Do democratic systems provide a meaningful role for ordinary citizens to influence public policy? To what extent does the answer depend on political institutions, shared responsibility among governments for the policy in question, and the particular issue? Answers to these questions are essential to gaining a clear understanding of democratic performance and the critical issues of institutional design that can make democracies function better.
This project provides substantive answers to both questions at the same time that it develops innovative tools to address the questions. The intellectual merit of this project thus has two components. First, it sheds light on why policies written at one level of government are not always faithfully implemented by lower levels of government. This provides both basic knowledge about the functioning of democratic institutions and practical knowledge that can be used to design more efficient and effective public policies. The second element of the project's intellectual merit rests on the fact that progress in the 'policy responsiveness' field of political science has depended on increasingly sophisticated methodologies for estimating public opinion for small areas (such as states and localities in the US) or small time periods, so that it has benefitted from advances in the area of applied statistics known as 'small area estimation.' This project contributes to the science of small area estimation by extending the current best practice (Multilevel regression with post-stratification, or 'MRP') with an innovative alternative estimation procedure that treats the challenge of small area estimation as a missing data problem.

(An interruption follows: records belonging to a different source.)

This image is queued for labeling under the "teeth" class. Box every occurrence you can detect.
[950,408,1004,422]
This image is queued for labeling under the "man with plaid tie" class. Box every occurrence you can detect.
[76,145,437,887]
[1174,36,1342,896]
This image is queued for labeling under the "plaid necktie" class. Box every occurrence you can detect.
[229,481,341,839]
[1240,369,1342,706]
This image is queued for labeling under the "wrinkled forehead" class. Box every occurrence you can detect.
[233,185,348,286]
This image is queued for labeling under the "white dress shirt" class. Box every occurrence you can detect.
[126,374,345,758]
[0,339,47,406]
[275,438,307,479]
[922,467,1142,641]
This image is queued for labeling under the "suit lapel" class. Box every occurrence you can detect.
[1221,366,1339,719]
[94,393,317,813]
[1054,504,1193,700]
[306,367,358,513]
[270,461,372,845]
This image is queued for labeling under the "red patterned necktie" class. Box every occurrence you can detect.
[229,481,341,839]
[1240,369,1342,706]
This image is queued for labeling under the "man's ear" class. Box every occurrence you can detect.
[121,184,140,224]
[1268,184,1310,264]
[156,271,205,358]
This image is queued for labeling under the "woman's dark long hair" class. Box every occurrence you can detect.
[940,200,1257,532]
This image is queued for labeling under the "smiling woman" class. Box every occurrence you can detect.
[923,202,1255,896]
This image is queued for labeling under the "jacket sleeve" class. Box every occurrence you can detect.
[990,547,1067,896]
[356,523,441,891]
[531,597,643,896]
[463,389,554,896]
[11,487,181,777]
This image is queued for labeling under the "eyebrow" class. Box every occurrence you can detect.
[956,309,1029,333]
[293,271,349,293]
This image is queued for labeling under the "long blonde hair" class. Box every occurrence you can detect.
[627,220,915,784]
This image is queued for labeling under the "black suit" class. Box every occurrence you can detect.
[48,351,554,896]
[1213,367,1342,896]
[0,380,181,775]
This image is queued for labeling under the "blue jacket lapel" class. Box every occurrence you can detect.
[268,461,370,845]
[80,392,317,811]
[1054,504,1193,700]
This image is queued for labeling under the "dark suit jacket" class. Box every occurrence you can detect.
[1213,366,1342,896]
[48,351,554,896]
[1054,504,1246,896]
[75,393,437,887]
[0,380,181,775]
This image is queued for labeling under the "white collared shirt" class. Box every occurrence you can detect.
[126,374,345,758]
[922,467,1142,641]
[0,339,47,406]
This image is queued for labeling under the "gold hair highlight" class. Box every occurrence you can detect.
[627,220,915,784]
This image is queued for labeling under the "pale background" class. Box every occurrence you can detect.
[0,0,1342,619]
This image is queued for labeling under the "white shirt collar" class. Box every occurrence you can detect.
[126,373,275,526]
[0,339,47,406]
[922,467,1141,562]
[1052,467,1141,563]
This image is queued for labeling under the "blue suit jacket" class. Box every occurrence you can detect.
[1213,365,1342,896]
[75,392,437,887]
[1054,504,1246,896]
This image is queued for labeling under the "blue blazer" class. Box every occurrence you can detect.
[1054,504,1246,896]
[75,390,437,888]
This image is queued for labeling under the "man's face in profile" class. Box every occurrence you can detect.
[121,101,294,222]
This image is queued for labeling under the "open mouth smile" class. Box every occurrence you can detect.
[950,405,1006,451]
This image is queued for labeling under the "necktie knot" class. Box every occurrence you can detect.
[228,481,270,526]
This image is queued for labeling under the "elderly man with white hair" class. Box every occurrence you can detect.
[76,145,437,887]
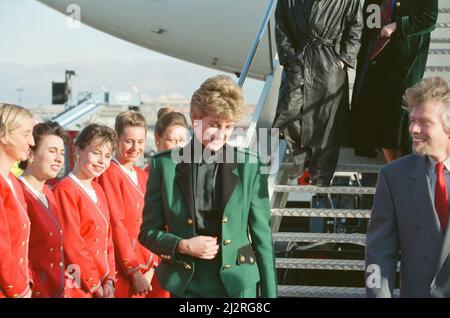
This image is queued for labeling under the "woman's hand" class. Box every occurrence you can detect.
[381,22,397,38]
[130,270,152,296]
[103,280,115,298]
[177,236,219,259]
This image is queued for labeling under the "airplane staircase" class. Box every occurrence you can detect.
[239,0,450,298]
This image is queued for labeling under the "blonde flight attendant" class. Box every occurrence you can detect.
[98,111,169,298]
[0,103,34,298]
[53,124,116,298]
[19,123,66,298]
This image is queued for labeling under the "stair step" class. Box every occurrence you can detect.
[269,185,375,194]
[278,285,366,298]
[272,208,371,219]
[276,258,365,271]
[426,66,450,73]
[281,162,382,173]
[436,22,450,29]
[272,232,366,245]
[278,285,400,298]
[431,38,450,44]
[428,49,450,55]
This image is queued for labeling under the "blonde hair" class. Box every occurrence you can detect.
[190,75,245,122]
[115,110,147,136]
[155,107,188,136]
[0,103,33,138]
[403,76,450,133]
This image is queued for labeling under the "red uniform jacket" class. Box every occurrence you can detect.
[53,177,115,298]
[0,173,32,298]
[98,161,167,297]
[21,182,65,298]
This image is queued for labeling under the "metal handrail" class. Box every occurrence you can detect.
[238,0,277,87]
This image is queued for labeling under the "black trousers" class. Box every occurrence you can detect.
[281,122,340,183]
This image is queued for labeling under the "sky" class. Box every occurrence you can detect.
[0,0,263,107]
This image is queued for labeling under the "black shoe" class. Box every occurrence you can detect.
[312,177,331,187]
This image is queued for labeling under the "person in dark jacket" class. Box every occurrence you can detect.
[350,0,438,162]
[274,0,363,185]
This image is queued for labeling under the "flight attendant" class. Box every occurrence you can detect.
[0,103,34,298]
[19,122,65,298]
[98,111,169,298]
[145,107,188,173]
[53,124,115,298]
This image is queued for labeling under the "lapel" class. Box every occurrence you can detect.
[221,144,240,212]
[175,143,197,220]
[409,156,442,244]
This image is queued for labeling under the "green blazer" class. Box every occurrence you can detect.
[139,144,277,297]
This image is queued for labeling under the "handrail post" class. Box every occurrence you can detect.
[238,0,277,87]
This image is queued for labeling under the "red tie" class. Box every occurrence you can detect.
[434,162,448,231]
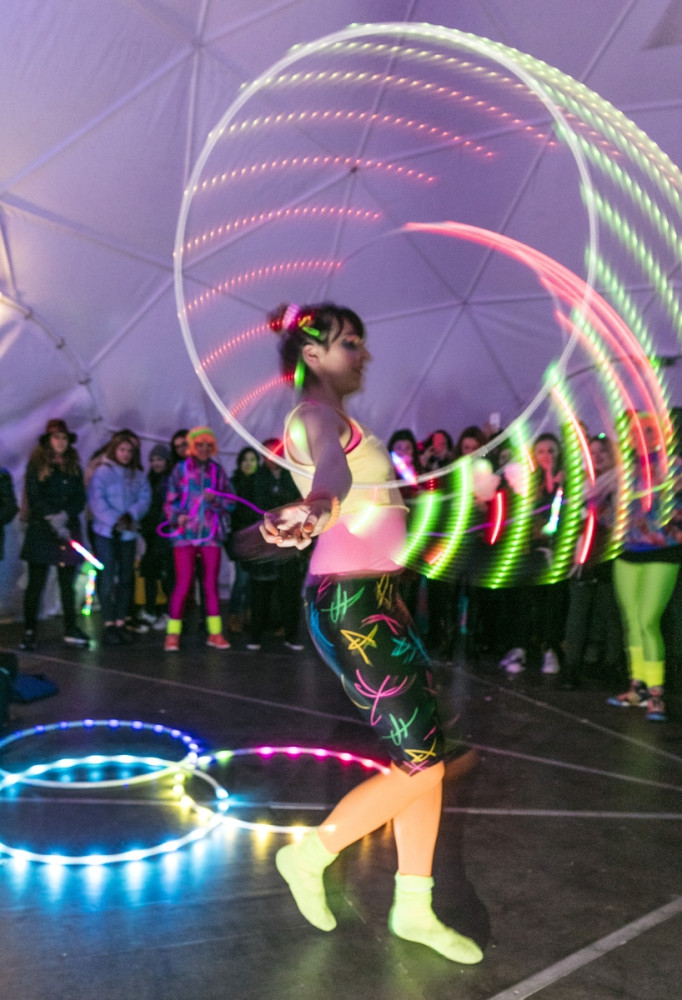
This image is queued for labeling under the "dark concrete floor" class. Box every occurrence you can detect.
[0,618,682,1000]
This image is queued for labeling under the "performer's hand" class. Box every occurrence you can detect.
[260,498,331,549]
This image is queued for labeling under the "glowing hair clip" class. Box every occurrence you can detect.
[294,358,305,393]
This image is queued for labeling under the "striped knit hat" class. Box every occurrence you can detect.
[187,427,218,457]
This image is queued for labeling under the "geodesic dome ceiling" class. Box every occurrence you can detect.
[0,0,682,608]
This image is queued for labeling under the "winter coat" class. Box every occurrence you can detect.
[88,458,152,542]
[0,469,19,559]
[164,456,233,547]
[21,464,85,566]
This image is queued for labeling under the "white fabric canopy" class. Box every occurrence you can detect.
[0,0,682,614]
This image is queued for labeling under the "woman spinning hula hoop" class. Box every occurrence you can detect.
[252,304,483,964]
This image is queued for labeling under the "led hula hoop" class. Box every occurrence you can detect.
[0,719,388,866]
[0,719,228,866]
[199,745,390,837]
[174,23,682,586]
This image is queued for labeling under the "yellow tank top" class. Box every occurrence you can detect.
[284,401,406,517]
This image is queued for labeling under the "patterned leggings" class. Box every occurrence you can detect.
[305,574,466,774]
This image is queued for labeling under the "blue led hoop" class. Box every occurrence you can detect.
[0,719,201,789]
[0,755,228,867]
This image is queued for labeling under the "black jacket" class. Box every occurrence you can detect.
[21,465,85,566]
[0,469,19,559]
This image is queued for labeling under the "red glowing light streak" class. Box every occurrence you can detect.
[488,490,507,545]
[576,510,597,566]
[230,375,293,417]
[402,222,669,510]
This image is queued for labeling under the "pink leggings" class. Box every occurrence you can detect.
[168,545,221,619]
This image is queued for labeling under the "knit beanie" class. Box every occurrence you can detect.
[187,427,218,456]
[149,444,170,462]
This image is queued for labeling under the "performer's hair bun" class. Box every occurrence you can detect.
[268,302,311,334]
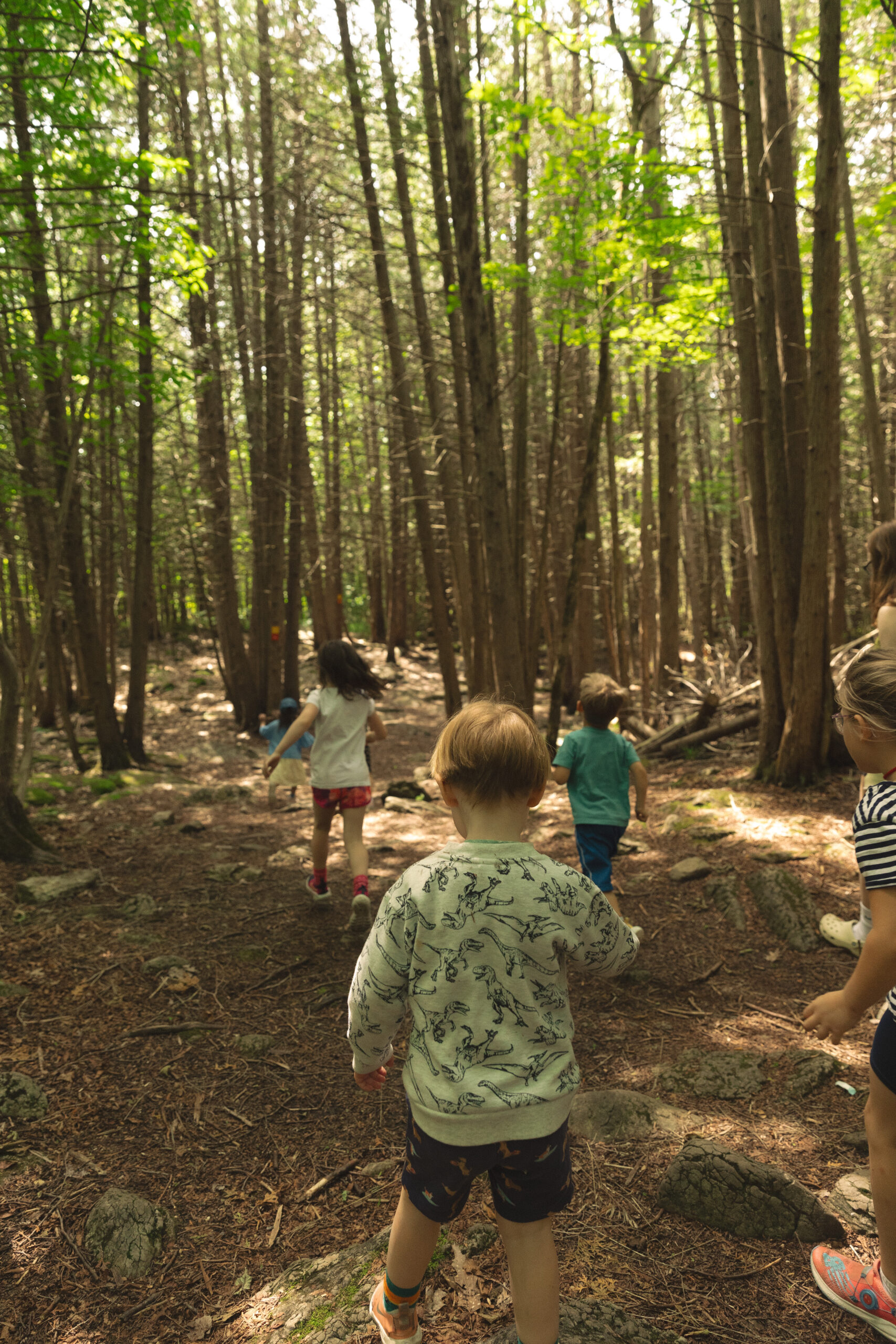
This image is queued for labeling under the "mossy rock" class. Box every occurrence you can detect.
[0,1073,50,1119]
[85,1186,175,1278]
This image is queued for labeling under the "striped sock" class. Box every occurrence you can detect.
[383,1274,420,1312]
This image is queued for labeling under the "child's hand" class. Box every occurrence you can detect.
[803,989,861,1046]
[355,1055,395,1091]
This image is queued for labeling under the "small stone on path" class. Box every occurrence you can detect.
[570,1087,704,1144]
[0,1073,50,1119]
[140,953,188,976]
[669,857,712,881]
[747,867,821,951]
[785,1049,840,1097]
[234,1031,277,1059]
[85,1185,175,1278]
[657,1136,844,1242]
[654,1049,766,1101]
[827,1167,877,1236]
[16,868,99,906]
[702,872,747,933]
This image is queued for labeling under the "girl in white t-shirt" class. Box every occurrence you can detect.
[265,640,385,923]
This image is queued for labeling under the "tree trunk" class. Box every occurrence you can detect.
[639,357,657,715]
[776,0,841,785]
[123,7,154,765]
[433,0,526,707]
[547,325,610,757]
[373,0,473,677]
[831,136,893,521]
[336,0,462,715]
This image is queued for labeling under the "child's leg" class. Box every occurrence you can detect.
[343,808,368,897]
[494,1211,560,1344]
[865,1075,896,1284]
[385,1190,442,1293]
[312,800,336,872]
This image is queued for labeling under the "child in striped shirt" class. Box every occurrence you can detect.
[803,649,896,1340]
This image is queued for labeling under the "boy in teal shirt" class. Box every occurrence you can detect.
[551,672,648,911]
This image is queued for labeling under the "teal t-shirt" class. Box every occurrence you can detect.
[553,726,638,826]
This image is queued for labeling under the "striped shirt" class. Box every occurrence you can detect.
[853,780,896,1013]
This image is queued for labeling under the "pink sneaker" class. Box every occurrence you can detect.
[371,1284,423,1344]
[811,1246,896,1340]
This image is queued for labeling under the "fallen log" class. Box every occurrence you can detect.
[638,691,719,755]
[660,710,759,757]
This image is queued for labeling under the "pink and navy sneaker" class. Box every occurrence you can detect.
[811,1246,896,1340]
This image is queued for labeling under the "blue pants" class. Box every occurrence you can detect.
[575,821,626,891]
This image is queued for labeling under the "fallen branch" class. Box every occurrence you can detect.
[298,1157,360,1204]
[658,710,759,757]
[125,1022,224,1036]
[234,957,309,999]
[638,692,719,755]
[690,961,724,985]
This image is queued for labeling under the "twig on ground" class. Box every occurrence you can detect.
[297,1157,360,1204]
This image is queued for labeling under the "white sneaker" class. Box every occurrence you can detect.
[818,915,862,957]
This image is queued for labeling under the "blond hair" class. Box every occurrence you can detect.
[579,672,627,729]
[837,649,896,732]
[430,699,551,804]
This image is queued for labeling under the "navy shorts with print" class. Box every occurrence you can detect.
[402,1107,572,1223]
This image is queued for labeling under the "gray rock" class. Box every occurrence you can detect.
[0,1073,50,1119]
[747,867,821,951]
[234,942,270,962]
[785,1049,840,1097]
[654,1049,766,1101]
[234,1031,277,1059]
[121,891,159,919]
[657,1136,844,1242]
[570,1087,704,1142]
[85,1185,175,1278]
[669,859,712,881]
[702,872,747,933]
[461,1223,498,1259]
[16,868,99,906]
[844,1129,868,1157]
[489,1297,684,1344]
[140,953,188,976]
[827,1167,877,1236]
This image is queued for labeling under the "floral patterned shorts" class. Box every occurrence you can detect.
[312,785,371,812]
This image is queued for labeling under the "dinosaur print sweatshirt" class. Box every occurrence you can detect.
[348,840,638,1147]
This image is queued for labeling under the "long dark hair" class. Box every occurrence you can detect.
[317,640,383,700]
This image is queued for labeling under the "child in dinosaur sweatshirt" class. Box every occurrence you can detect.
[348,700,638,1344]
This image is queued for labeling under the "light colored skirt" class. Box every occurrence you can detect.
[267,757,308,789]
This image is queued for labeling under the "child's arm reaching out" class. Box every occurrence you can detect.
[803,887,896,1046]
[346,878,414,1091]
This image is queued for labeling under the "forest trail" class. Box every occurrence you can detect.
[0,644,873,1344]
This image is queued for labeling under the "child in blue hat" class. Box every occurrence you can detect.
[258,695,314,808]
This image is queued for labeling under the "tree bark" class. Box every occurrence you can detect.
[433,0,526,707]
[123,5,154,765]
[776,0,841,785]
[336,0,461,715]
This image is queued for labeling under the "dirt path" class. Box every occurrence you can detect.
[0,639,873,1344]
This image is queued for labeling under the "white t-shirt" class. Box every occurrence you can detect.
[305,686,376,789]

The project also makes several broader contributions. Most broadly, the project expands understanding of the workings of democratic institutions and yields findings of interest to scholars, policy makers, and citizens alike. In addition, as an end product of the project's small area estimation efforts, its project creates and makes widely available a dataset of current estimates of public opinion for states, counties and larger municipalities for multiple policy domains. This will be useful for academic, government and private sector researchers in many fields.